I was asked to prove that if $\lambda$ is a nonzero eigenvalue of the $m \times m$ matrix $AB$ then it is also an eigenvalue of the $n \times n$ matrix $BA$ (I didn't have trouble showing that)

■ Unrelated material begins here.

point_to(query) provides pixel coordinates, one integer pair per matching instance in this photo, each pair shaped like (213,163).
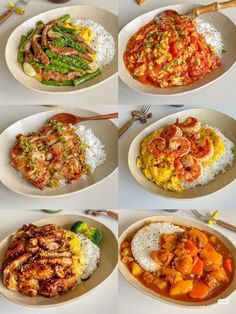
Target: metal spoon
(73,119)
(216,6)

I need now to find an example showing that this need not be true if $\lambda = 0$
On
If $$ A = \left( \begin{matrix} 1 & 0 \\ 0 & 1 \\ 0 & 0 \end{matrix} \right) \quad B = \left( \begin{matrix} 1 & 0 & 0 \\ 0 & 1 & 0 \end{matrix} \right) $$ then $$ A B = \left( \begin{matrix} 1 & 0 & 0 \\ 0 & 1 & 0 \\ 0 & 0 & 0 \end{matrix} \right) \quad B A = \left( \begin{matrix} 1 & 0 \\ 0 & 1 \end{matrix} \right) $$ and $$ \mbox{eig}(A B) = ( 0, 1 , 1) $$ which includes the eigenvalue $0$, but $$ \mbox{eig}(B A) = ( 1, 1 ) $$ has only $1$ as eigenvalue.
Take $$ A= \left( \begin{matrix} 1 \\ 1 \end{matrix} \right) \ \ \ \ \ \ \ \ \mbox{ and } \ \ \ \ \ \ \ \ B= ( \begin{matrix} 1 & 1 \end{matrix} ) $$